Am Sonntag um 13.30 Uhr hat die Elf von Wacker Gotha jene vor Selbstbewusstsein strotzende Mannschaft vom VfL Halle im Volkspark-Stadion zu Gast. Von der plötzlichen Stärke des Gegners sind auch Wacker-Trainer Holger Bühner und der sportliche Leiter Steven Hoppert überrascht: "Sie haben gegen Markranstädt gepunktet, das ist ein Riesenachtungserfolg. Gegen Piesteritz haben sie in der Nachspielzeit zwei Tore erzielt. Es ist eine sehr spielstarke Mannschaft", sagt Hoppert. Zudem gab es am vergangenen Spieltag einen 1:0-Erfolg gegen die stark einzuschätzende Mannschaft von Dynamo Dresden II.
Dabei hat der VfL Halle bis auf die neuen Offensivspieler Georg Ströhl und Tobias Cramer noch dieselbe Mannschaft wie in der verkorksten Vorsaison. Halles Kapitän Stefan Karau suchte zuletzt in einem Interview eine Erklärung für das Zwischenhoch: "Im Team will wieder jeder. Es gibt Konkurrenzkampf, und alle Spieler geben schon im Training das Fünkchen mehr Einsatz."

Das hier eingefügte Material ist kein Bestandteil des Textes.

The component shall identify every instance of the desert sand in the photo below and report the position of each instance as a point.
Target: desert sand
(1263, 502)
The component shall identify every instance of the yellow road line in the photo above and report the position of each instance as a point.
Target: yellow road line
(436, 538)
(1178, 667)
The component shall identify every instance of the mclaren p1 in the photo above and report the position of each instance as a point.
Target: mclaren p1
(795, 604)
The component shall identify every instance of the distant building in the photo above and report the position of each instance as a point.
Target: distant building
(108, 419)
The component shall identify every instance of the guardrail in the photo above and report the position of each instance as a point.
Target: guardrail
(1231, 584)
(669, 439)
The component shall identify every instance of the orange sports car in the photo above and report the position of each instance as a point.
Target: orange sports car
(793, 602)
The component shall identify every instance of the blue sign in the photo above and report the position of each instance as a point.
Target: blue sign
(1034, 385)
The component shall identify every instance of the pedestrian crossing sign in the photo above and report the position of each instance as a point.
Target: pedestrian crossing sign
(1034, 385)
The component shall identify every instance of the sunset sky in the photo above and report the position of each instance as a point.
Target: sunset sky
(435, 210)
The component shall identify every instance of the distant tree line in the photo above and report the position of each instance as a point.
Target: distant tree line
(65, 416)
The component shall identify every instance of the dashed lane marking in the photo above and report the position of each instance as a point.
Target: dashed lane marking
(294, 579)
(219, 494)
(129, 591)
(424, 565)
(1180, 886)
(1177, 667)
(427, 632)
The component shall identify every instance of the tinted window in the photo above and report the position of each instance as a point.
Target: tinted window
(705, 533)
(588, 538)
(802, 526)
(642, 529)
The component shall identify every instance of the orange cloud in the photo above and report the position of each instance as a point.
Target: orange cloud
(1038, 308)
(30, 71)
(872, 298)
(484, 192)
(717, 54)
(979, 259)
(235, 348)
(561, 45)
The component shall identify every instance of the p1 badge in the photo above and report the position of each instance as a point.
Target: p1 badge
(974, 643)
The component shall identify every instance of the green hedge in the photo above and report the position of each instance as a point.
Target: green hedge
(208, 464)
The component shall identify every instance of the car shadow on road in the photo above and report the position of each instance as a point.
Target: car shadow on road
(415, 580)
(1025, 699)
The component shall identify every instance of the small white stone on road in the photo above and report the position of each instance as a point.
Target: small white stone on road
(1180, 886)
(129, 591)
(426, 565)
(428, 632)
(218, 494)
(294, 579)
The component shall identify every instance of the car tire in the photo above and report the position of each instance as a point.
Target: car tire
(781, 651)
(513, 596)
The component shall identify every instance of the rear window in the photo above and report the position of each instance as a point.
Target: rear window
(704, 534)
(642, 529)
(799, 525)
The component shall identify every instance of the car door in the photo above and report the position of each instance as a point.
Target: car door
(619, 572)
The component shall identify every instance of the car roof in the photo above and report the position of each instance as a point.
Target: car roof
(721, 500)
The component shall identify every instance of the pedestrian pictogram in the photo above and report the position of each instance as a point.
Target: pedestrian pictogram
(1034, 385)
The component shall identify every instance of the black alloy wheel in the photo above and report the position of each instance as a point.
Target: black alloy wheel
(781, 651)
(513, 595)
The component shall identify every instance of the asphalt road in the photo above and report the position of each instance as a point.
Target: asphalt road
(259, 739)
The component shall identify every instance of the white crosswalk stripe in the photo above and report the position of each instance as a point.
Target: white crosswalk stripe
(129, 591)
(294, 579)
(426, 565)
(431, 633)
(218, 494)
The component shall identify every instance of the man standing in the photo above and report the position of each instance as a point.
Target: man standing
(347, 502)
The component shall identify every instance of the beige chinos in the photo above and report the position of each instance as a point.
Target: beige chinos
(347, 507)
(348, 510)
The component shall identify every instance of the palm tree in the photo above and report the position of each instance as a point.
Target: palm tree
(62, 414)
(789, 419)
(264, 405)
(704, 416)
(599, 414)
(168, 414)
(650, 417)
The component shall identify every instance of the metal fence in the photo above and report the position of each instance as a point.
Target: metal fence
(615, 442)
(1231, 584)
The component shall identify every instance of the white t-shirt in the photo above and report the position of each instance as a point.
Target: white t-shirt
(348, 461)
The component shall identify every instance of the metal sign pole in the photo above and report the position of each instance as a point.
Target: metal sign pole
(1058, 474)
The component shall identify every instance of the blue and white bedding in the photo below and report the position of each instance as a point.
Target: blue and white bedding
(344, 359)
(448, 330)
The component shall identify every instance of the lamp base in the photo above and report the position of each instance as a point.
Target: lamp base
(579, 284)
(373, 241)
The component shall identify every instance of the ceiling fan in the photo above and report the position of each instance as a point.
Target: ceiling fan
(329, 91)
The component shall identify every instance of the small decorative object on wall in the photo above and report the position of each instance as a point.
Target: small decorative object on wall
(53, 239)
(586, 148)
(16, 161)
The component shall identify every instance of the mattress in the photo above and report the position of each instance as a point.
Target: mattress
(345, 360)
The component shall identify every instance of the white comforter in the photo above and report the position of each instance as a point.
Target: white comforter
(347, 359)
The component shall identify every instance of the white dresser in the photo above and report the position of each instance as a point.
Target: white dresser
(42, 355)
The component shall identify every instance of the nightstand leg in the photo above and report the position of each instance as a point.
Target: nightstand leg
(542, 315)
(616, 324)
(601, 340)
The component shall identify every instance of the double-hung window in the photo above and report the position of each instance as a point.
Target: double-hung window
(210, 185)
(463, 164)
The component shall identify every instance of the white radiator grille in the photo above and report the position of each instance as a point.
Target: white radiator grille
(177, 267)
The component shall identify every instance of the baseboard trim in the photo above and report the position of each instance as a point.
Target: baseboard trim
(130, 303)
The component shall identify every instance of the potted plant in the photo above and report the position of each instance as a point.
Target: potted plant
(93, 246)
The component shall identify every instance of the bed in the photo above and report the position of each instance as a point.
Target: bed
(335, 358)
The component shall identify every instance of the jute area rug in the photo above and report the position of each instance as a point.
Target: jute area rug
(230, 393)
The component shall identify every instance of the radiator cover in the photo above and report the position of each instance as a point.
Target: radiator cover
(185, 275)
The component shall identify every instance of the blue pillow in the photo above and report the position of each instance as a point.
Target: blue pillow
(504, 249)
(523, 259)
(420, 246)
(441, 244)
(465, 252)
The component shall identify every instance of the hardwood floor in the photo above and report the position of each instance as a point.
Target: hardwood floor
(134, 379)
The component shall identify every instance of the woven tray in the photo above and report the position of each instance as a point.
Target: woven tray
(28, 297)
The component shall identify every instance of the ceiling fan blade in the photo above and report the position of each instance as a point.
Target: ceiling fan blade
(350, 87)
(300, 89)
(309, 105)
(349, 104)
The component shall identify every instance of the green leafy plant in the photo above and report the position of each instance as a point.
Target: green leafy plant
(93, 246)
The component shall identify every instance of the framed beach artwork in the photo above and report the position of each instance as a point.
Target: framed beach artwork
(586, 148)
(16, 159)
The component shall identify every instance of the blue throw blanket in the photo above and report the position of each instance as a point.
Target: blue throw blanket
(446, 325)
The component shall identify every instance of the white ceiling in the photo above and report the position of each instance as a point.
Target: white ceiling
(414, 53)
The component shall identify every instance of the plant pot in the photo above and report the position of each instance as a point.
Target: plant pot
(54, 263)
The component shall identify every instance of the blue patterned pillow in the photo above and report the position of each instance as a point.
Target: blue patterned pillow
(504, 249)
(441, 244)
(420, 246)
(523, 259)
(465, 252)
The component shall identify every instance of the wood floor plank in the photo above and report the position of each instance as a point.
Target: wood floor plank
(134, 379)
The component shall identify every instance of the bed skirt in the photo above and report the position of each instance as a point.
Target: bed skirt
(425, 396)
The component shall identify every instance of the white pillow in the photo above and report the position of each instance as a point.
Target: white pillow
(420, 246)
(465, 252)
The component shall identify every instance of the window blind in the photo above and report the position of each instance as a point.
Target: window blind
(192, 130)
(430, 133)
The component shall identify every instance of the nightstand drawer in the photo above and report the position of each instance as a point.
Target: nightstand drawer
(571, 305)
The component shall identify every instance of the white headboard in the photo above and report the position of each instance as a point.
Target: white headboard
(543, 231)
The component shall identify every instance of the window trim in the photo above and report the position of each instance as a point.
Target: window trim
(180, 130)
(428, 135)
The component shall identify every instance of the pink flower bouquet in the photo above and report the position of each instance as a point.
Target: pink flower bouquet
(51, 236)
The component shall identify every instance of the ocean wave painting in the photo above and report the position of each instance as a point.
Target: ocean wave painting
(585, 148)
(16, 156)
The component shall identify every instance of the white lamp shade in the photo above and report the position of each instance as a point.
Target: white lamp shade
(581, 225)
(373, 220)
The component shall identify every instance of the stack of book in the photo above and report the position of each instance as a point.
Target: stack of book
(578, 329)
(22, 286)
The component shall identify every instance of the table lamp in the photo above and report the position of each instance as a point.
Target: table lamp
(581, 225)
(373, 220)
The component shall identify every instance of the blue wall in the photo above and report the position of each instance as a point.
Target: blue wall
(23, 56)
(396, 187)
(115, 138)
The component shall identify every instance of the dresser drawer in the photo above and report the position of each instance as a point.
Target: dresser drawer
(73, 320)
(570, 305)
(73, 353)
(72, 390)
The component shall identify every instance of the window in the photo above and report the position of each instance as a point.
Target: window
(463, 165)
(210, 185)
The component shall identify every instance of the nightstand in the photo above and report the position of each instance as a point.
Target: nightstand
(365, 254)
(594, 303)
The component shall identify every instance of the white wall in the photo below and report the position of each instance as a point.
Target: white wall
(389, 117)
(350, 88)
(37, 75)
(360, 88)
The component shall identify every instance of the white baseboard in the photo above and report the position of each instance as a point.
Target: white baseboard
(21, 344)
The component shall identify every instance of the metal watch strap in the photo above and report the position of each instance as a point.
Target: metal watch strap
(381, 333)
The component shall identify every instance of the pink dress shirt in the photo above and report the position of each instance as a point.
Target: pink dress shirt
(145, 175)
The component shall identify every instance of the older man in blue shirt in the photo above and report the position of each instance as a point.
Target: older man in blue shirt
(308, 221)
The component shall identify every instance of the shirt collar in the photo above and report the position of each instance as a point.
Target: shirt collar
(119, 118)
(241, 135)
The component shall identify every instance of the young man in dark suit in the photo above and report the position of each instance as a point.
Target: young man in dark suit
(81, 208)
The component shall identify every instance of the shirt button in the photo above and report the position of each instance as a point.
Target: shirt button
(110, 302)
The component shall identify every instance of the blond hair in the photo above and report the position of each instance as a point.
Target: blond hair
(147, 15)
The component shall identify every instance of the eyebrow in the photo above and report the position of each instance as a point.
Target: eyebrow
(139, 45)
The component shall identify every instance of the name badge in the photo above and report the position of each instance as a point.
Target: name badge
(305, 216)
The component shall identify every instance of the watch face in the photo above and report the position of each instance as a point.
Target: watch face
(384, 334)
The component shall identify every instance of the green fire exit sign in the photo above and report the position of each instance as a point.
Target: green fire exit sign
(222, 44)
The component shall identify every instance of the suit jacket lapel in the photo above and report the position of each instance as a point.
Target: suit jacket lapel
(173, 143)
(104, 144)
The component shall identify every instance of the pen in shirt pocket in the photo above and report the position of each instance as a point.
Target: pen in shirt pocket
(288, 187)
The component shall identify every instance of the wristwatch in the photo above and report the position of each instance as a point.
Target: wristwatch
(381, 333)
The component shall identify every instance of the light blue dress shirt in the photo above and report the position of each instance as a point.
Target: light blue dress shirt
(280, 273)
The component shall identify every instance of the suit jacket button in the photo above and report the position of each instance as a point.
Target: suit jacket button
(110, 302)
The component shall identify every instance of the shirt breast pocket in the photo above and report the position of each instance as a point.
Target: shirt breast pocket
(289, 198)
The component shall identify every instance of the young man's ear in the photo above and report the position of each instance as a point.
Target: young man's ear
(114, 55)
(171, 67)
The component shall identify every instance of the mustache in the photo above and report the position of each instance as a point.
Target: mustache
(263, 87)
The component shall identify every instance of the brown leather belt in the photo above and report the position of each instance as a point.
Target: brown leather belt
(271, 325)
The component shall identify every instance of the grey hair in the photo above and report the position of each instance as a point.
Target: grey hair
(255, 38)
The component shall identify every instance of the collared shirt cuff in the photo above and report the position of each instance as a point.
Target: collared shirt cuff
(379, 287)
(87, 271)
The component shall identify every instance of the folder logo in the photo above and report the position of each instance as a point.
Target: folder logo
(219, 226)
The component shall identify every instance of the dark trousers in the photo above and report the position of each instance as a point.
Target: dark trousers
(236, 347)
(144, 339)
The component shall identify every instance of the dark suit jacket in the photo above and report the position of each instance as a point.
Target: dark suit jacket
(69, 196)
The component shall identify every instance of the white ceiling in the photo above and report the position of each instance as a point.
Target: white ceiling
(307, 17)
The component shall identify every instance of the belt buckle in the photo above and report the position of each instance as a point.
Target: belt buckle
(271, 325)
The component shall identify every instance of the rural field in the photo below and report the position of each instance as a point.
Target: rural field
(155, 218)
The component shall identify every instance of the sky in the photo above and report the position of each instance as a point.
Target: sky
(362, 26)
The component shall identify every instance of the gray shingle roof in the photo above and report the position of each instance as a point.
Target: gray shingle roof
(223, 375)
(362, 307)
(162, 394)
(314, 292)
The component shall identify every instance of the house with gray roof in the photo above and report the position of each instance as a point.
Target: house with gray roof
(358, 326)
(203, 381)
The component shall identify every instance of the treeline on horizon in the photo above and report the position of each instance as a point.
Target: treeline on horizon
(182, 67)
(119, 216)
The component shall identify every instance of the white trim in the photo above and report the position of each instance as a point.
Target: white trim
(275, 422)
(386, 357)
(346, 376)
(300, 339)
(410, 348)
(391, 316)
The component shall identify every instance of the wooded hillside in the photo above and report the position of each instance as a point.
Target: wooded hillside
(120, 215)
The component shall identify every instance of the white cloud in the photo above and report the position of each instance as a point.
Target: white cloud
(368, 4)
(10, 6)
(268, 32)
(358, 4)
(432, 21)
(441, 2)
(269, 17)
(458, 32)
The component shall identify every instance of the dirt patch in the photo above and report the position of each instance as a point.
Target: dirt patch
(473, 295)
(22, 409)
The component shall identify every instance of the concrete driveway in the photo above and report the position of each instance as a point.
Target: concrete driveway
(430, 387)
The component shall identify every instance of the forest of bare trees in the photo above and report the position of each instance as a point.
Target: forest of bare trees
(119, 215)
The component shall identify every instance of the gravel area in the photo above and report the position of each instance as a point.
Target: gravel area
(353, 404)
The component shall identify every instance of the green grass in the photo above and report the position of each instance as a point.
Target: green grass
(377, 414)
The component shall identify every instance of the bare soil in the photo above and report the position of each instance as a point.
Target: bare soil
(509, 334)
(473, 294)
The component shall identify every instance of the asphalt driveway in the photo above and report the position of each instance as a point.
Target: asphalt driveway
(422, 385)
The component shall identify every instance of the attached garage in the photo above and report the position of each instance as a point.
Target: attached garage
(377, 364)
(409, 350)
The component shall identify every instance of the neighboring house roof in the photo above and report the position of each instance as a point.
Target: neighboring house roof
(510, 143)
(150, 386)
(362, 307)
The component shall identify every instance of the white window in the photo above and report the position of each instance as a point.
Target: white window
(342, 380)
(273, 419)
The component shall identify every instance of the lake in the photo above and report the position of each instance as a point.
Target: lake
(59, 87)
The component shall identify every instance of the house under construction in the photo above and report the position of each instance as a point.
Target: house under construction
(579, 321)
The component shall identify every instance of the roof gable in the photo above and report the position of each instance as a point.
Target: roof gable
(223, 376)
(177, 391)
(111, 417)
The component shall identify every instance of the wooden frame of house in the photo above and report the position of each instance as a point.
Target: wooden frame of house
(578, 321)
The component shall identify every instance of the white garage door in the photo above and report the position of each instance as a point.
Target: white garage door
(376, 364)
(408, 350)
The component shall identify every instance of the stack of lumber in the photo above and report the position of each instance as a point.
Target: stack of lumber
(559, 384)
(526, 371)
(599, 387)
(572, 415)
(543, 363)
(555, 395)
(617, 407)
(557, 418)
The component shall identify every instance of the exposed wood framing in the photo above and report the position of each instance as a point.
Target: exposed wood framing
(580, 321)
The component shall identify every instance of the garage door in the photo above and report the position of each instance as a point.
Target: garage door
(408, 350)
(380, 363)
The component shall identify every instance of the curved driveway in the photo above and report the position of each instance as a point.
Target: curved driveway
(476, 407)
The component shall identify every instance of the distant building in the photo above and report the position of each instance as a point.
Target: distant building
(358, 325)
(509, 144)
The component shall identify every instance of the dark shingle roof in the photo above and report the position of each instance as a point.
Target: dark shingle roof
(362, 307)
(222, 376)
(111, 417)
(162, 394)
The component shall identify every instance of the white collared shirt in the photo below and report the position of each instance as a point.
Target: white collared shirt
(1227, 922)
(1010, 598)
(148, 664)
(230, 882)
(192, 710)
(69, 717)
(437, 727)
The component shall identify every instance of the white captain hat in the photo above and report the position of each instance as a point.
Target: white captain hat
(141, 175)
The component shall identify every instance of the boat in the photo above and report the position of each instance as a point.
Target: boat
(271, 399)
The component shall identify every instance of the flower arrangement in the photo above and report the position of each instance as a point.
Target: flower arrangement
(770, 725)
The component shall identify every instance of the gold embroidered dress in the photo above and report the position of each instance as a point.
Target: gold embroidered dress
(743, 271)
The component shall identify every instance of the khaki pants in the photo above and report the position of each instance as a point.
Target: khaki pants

Für die Wacker-Verantwortlichen ist die Devise klar: "Es ist ein Heimspiel, das wir um jeden Preis gewinnen wollen", sagt Hoppert und ergänzt, um das zu schaffen, müssten gegen diesen Gegner diesmal wirklich alle Spieler 100 Prozent abrufen. Warmgeschossen haben sich die Wackeren unter der Woche in einem Testspiel beim Kreisligisten Tabarzer SV, das anlässlich des 125-jährigen Bestehens des Tabarzer Vereins ausgetragen wurde, mit einem 8:0-Erfolg.
Gute Erinnerungen für Wacker kommen indes bei den letzten beiden Duellen mit dem VfL Halle im Volkspark-Stadion auf. Im November 2010 siegte Gotha 4:1. Im März dieses Jahres gab es ein glückliches 2:0. Am Sonntag soll nun der dritte Sieg in Serie im eigenen Stadion her.